Thanks very much! Have you experience in Italian mortgages? Maybe you could PM me if you're not allowed to post here.


----------



## MaidenScotland (Jun 6, 2009)

SimpleJoys said:


> Yes I do understand. Has all the text of my post been lost, because I would like to edit it and repost.
> thanks
> K




Your post is still on the forum,


----------



## Country_Mouse (May 29, 2012)

MaidenScotland said:


> Your post is still on the forum,


I don't see it :-(


----------



## MaidenScotland (Jun 6, 2009)

Country_Mouse said:


> Thanks very much! Have you experience in Italian mortgages? Maybe you could PM me if you're not allowed to post here.

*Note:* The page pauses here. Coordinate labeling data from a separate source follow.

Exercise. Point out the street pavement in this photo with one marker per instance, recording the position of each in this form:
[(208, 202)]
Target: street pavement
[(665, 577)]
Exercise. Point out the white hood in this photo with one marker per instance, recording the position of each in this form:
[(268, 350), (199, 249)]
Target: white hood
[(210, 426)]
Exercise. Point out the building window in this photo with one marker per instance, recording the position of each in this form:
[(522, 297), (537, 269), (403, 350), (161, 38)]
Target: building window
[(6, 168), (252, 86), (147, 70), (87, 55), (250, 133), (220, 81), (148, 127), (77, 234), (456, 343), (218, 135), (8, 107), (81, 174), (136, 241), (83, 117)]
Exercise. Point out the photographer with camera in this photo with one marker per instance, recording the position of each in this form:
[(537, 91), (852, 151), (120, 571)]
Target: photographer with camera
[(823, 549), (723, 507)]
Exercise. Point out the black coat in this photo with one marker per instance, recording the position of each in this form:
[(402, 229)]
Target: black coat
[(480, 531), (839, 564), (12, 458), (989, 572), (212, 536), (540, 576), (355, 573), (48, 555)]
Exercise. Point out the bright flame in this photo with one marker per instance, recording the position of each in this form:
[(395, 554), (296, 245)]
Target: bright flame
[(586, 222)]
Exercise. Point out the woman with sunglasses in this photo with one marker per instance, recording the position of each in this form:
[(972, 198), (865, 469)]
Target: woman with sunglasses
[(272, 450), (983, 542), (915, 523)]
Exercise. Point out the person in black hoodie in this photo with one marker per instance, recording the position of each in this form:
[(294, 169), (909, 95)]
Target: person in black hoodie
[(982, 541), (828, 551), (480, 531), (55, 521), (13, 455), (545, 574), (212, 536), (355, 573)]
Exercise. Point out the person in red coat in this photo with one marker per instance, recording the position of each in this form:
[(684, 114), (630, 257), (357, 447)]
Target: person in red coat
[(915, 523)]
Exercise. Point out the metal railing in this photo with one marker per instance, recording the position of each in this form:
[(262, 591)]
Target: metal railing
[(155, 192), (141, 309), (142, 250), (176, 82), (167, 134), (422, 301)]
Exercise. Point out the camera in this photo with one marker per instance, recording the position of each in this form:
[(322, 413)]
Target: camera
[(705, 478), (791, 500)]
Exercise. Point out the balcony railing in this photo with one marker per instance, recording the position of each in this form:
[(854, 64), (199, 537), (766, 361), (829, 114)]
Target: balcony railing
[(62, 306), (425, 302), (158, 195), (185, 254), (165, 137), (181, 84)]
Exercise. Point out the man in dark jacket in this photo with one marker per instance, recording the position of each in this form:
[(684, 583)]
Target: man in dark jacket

The forum is for sharing information... as long as the post is not advertising or promoting a business then the information may be allowed


----------



## MaidenScotland (Jun 6, 2009)

No posts have been deleted off this thread, other than my own

Maiden


----------



## SimpleJoys (May 29, 2012)

Country_Mouse said:


> Thanks very much! Have you experience in Italian mortgages? Maybe you could PM me if you're not allowed to post here.


Yes indeed! I have bought two properties in Italy and sold one. I've had two mortgages too! I did give some more specific info but it had to be moderated out. I just didn't have time to write everything again but will be happy to help.


----------



## Country_Mouse (May 29, 2012)

Thanks. So who was the mortgage with? A decent rate? Easy to obtain? What %age deposit is required?

Also, as a weekend house, would we face any taxes, "council tax", problems etc?

On 100k house, what's the fees likely amount to? 

Thanks for your help


----------



## SimpleJoys (May 29, 2012)

I posted all this up to you yesterday but I think it was moderated out because I am a newbie and I used a brand name. However, I'm going to have another go because this is really important and I don't think I have any other way of getting this information to you. Moderator please let this through! I confirm that I have no connections with the company named and I do not any longer have a mortgage with them.

Here goes - the mortgage company of choice is Barclays Italia. They have been active in Italy for about a decade now and have shaken the market up. They have a branch in Como.

You should not have any difficulty in getting a mortgage of at least 85%. You need to be very careful about choosing the property because building work on the lake (even more than elsewhere in Italy) is expensive. Basically there are two industries on Lake Como - tourism and building - and builders have a cartel which means that whichever way the economy is going they are going to be ok thank you very much. So if you buy a place that needs a lot of work you need to add about €1000 per square metre for 'ristutturazione'. Don't buy a country place without electricity supply because you may find that you have to pay the neighbours to bring the supply across their land. 

You will have to budget for 10% tax (yes really!) on the purchase price. This you pay to the lawyer (notaio) when the deal is completed.

How the system works is that once you have found your dream home (or pile of stones) you make a deposit with the agent of about 10%. This is the caparra, and sets the wheels in motion. The agent does the legal legwork, e.g. searches etc that in the UK a solicitor would do. When this is ready, there is a formal meeting at which the parties sign a document promising to buy/sell. This is called the compromesso. At this point the deal becomes binding. You will also have to pay another 20% or so of the purchase price at this point. By now you should have your mortgage sorted. Then, the atto di comprovendita takes place some time afterwards (anything up to six months). At this meeting, which takes place in a notaio's office, all the parties are in attendance, including your mortgage lender, to physically sign the money over. Both buyer and seller listen to the deed being read out and then sign every page. It feels weird if you are used to the UK system of handing everything over to a solicitor. You will also have to pay a big fee to the estate agent (at least 3%) and legal fees to the notaio (up to €2000). In other words, it is a very expensive business over and above the price of the property. If you are in it for the long term it is worth it. But be aware that there is very little in the way of a speculative property market in Italy. There is no concept of the 'property ladder' as in the UK. So when people buy a house they intend to keep it, and possibly hand it on to their heirs. Things are changing, but the way that you have to hand money over to all and sundry is enough to make your eyes water. Our house is in Acquaseria, and we love it. It was absolutely worth it. I'd be happy to give you more advice, for free, if we can work out a way of being in contact.
Good luck!


----------



## Country_Mouse (May 29, 2012)

Thanks for your advice, given me a lot to think about


----------



## ianthy (Apr 15, 2012)

Hi - We also got a mortgage with Barclays Italia 8 years ago - which allowed us to buy ancie house and keep the cash for work/renovation. The process is as described by SimpleyJoys. The rate is pretty low - we pay approx €300 per month on £160k. Watch out for their interest only deals - which require lump sum payments at intervals.


----------